Precision RAG with Deduplication

A production-ready Retrieval-Augmented Generation (RAG) pipeline that lets you upload PDF documents and get accurate, cited answers to natural-language questions — with built-in duplicate prevention and optional result reranking.

What This Project Does

Imagine uploading your company's 200-page policy manual and then simply asking "What is the leave encashment policy?" — and getting a precise, cited answer back in seconds.

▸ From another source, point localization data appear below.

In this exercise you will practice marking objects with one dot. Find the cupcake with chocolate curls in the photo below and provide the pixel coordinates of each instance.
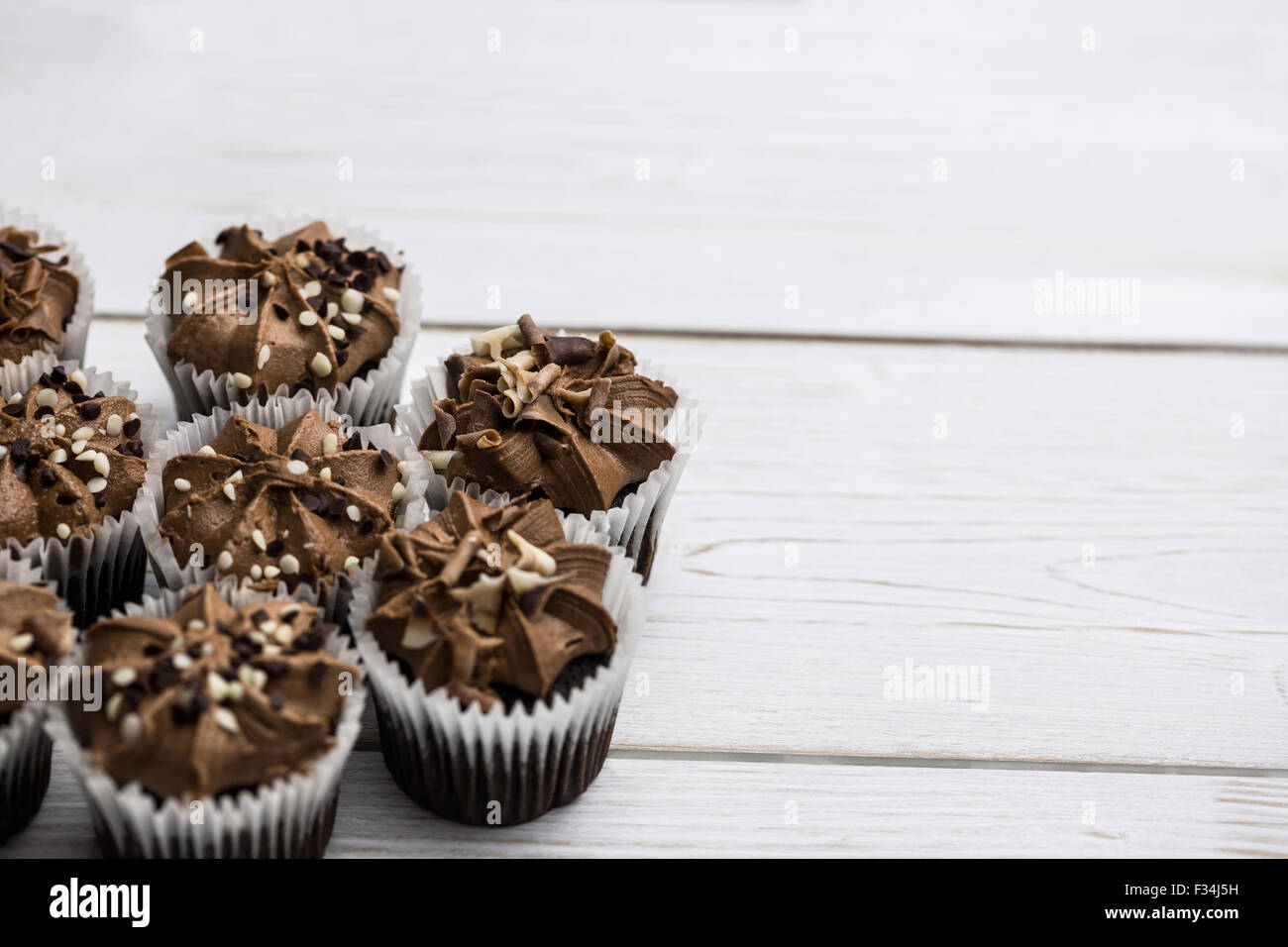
(304, 312)
(571, 419)
(72, 447)
(219, 701)
(35, 630)
(497, 643)
(47, 295)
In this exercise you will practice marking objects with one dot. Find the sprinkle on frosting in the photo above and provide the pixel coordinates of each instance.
(54, 483)
(492, 603)
(523, 411)
(261, 499)
(304, 281)
(201, 702)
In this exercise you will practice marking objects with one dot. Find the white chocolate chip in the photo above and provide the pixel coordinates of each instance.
(124, 677)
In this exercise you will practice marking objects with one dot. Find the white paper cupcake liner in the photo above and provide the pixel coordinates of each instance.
(636, 522)
(191, 436)
(369, 399)
(287, 818)
(497, 767)
(103, 570)
(77, 326)
(25, 749)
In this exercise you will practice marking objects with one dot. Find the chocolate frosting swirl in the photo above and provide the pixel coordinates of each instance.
(211, 698)
(326, 313)
(69, 458)
(31, 630)
(294, 504)
(484, 599)
(38, 296)
(526, 411)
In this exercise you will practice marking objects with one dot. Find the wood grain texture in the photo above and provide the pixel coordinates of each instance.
(666, 808)
(1157, 158)
(1168, 646)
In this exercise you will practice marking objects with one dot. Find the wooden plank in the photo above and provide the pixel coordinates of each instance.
(966, 549)
(673, 808)
(511, 174)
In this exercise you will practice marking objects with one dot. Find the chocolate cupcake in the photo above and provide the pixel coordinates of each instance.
(47, 295)
(227, 719)
(278, 495)
(72, 447)
(35, 629)
(304, 312)
(497, 642)
(575, 420)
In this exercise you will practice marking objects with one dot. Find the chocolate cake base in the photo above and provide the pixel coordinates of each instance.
(24, 783)
(439, 776)
(279, 839)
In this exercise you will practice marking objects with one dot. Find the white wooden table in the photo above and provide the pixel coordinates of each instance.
(911, 468)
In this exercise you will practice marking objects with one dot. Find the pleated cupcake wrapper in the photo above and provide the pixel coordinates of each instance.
(103, 570)
(25, 750)
(191, 436)
(77, 326)
(635, 523)
(369, 399)
(459, 762)
(290, 817)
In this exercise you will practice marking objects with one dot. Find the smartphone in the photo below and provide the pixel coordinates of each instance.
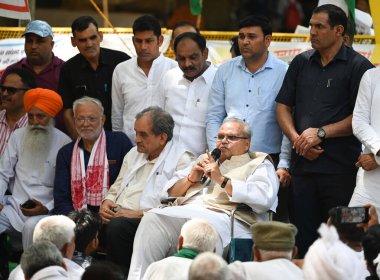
(29, 204)
(352, 215)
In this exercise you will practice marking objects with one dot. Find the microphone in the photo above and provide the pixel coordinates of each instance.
(215, 155)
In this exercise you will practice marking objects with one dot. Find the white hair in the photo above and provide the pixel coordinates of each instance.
(57, 229)
(209, 266)
(199, 235)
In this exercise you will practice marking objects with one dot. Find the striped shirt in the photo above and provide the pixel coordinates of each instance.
(6, 131)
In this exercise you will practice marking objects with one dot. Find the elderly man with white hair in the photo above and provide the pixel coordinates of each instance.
(59, 230)
(197, 236)
(28, 163)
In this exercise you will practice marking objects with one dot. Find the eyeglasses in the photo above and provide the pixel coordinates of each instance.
(230, 138)
(90, 120)
(11, 90)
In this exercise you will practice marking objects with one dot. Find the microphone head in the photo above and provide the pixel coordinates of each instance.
(216, 153)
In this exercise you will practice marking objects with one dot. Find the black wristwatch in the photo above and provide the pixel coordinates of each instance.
(225, 181)
(321, 133)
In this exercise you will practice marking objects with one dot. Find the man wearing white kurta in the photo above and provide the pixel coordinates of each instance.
(135, 82)
(242, 177)
(185, 90)
(145, 171)
(27, 166)
(366, 127)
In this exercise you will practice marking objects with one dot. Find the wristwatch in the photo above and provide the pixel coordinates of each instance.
(321, 133)
(225, 181)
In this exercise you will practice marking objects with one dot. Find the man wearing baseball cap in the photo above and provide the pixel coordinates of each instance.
(27, 165)
(40, 59)
(273, 249)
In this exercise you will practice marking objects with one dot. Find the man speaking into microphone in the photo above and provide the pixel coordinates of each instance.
(239, 176)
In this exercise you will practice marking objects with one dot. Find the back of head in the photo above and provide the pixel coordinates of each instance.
(256, 21)
(82, 23)
(40, 255)
(209, 266)
(88, 224)
(336, 15)
(57, 229)
(199, 235)
(103, 271)
(147, 23)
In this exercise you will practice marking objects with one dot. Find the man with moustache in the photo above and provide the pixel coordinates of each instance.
(237, 177)
(28, 163)
(185, 89)
(89, 73)
(145, 171)
(13, 116)
(89, 165)
(135, 82)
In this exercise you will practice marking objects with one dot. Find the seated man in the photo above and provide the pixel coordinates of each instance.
(88, 225)
(88, 166)
(197, 236)
(139, 186)
(28, 163)
(241, 177)
(273, 249)
(59, 230)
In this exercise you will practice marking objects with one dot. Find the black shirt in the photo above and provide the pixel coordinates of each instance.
(78, 79)
(322, 95)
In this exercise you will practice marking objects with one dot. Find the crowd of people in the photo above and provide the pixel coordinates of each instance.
(146, 158)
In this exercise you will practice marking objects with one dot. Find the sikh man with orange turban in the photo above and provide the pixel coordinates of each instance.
(27, 166)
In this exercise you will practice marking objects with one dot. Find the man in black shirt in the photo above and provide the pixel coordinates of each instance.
(89, 72)
(314, 110)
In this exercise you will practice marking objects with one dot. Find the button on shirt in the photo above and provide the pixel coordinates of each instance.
(236, 92)
(187, 102)
(6, 131)
(133, 91)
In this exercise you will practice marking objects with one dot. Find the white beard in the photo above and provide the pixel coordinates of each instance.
(36, 146)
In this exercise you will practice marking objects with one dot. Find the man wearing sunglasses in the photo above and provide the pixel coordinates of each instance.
(13, 116)
(237, 177)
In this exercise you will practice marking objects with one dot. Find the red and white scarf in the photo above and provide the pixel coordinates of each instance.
(89, 186)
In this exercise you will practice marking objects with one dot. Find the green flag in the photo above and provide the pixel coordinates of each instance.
(196, 7)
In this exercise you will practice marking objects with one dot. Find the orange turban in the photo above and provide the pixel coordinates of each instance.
(44, 99)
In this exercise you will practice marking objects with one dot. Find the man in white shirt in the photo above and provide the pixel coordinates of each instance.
(145, 171)
(241, 177)
(135, 82)
(185, 91)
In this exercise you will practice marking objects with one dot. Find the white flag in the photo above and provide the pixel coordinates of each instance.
(17, 9)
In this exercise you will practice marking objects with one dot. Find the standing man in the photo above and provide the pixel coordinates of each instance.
(89, 165)
(185, 90)
(13, 116)
(27, 165)
(89, 73)
(135, 82)
(40, 60)
(314, 109)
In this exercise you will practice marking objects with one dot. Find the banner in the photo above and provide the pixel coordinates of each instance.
(17, 9)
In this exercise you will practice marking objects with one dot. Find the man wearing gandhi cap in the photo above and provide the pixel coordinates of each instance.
(273, 249)
(27, 166)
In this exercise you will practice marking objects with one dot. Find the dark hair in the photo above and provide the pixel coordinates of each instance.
(196, 37)
(235, 45)
(103, 270)
(26, 77)
(147, 23)
(82, 23)
(371, 247)
(336, 15)
(88, 224)
(162, 121)
(184, 23)
(257, 20)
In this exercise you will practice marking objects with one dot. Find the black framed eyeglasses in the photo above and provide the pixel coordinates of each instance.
(230, 138)
(11, 90)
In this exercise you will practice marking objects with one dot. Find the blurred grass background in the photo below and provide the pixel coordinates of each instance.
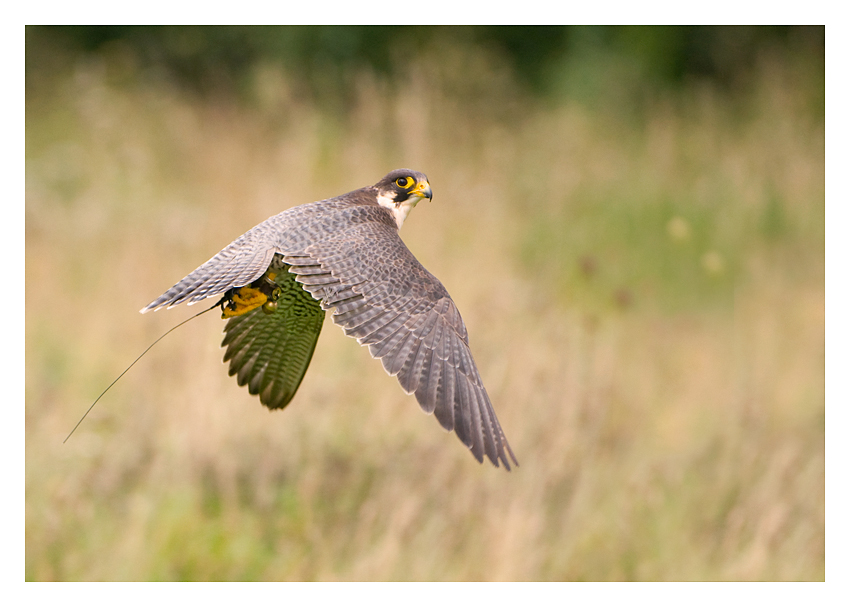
(631, 221)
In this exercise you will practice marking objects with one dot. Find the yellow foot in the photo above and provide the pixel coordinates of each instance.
(244, 300)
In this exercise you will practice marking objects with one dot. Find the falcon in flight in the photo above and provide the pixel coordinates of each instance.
(276, 281)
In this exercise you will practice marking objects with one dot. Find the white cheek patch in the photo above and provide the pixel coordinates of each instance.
(399, 211)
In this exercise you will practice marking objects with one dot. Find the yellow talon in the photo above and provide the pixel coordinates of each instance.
(243, 301)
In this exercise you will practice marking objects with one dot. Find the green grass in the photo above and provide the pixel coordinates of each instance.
(644, 296)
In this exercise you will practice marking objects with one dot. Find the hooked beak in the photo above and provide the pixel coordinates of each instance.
(423, 190)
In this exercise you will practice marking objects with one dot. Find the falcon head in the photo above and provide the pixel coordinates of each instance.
(400, 190)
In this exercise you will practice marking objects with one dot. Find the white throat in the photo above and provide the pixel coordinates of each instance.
(399, 211)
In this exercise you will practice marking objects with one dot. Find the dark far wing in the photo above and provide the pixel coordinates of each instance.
(270, 351)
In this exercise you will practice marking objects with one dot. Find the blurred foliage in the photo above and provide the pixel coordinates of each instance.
(548, 60)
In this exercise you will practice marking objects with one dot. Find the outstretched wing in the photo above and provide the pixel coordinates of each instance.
(270, 351)
(388, 301)
(239, 263)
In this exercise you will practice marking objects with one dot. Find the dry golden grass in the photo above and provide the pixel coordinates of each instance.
(645, 303)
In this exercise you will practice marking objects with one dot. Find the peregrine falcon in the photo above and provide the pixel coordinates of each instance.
(276, 281)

This system makes that possible. It:

Ingests PDF documents, splits them into smart chunks, and stores them as searchable vectors.
Deduplicates automatically — the same file uploaded twice is silently skipped, saving cost and time.
Retrieves the most relevant text chunks for any question using semantic search.
Reranks those chunks with a second-pass precision model for sharper relevance.
Generates a clean, cited answer using a large language model.

Architecture & Data Flow

graph TD

    subgraph Ingestion Pipeline
        A[Upload PDF via /ingest] --> B[Select Namespace]
        B --> C[Compute SHA-256 Hash]
        C --> D{Duplicate Exists?}
        D -->|Yes| E[Skip — Already Indexed]
        D -->|No| F[Extract Text with PyMuPDF]
        F --> G[Clean & Preprocess Text]
        G --> H[Chunk — 500 tokens, 60-token overlap]
        H --> I[Attach Metadata: page, source, hash, namespace]
        I --> J[Embed & Upsert to Pinecone]
    end

    subgraph Query Pipeline
        K[User Query via /query] --> L[Select Namespace]
        L --> M[Validate Request]
        M --> N{Rerank Enabled?}
        N -->|No| O[Semantic Retrieval — Top 5 Chunks]
        N -->|Yes| P[Retrieve + Rerank — Top 4 Chunks]
        O --> Q[Build Context with Citations]
        P --> Q
        Q --> R[LLM Generation via openai/gpt-oss-120b]
        R --> S[Answer with Inline Citations]
    end

    J -. Namespace-Isolated Storage .- O
    J -. Namespace-Isolated Storage .- P

Impact & Key Achievements

What Was Built	Why It Matters
SHA-256 deduplication layer	Prevents redundant vector upserts; cuts embedding API costs on repeat ingestions
Pinecone native reranker	Boosts precision of top retrieved chunks — fewer irrelevant results reach the LLM
Page-level citation metadata	Every LLM answer is traceable to an exact page, making the system auditable and trustworthy
Namespace isolation	Multiple document collections can coexist without cross-contamination
Async-ready FastAPI backend	Handles concurrent requests and scales horizontally

Problems Faced & How They Were Solved

1. Duplicate documents bloating the vector index

Problem: Re-uploading the same PDF created redundant vectors, inflating storage costs and degrading retrieval quality.
Solution: Computed a SHA-256 hash of each document at ingest time and stored it as metadata in Pinecone. Before any chunking or embedding, the system checks if the hash already exists in the target namespace and short-circuits if so.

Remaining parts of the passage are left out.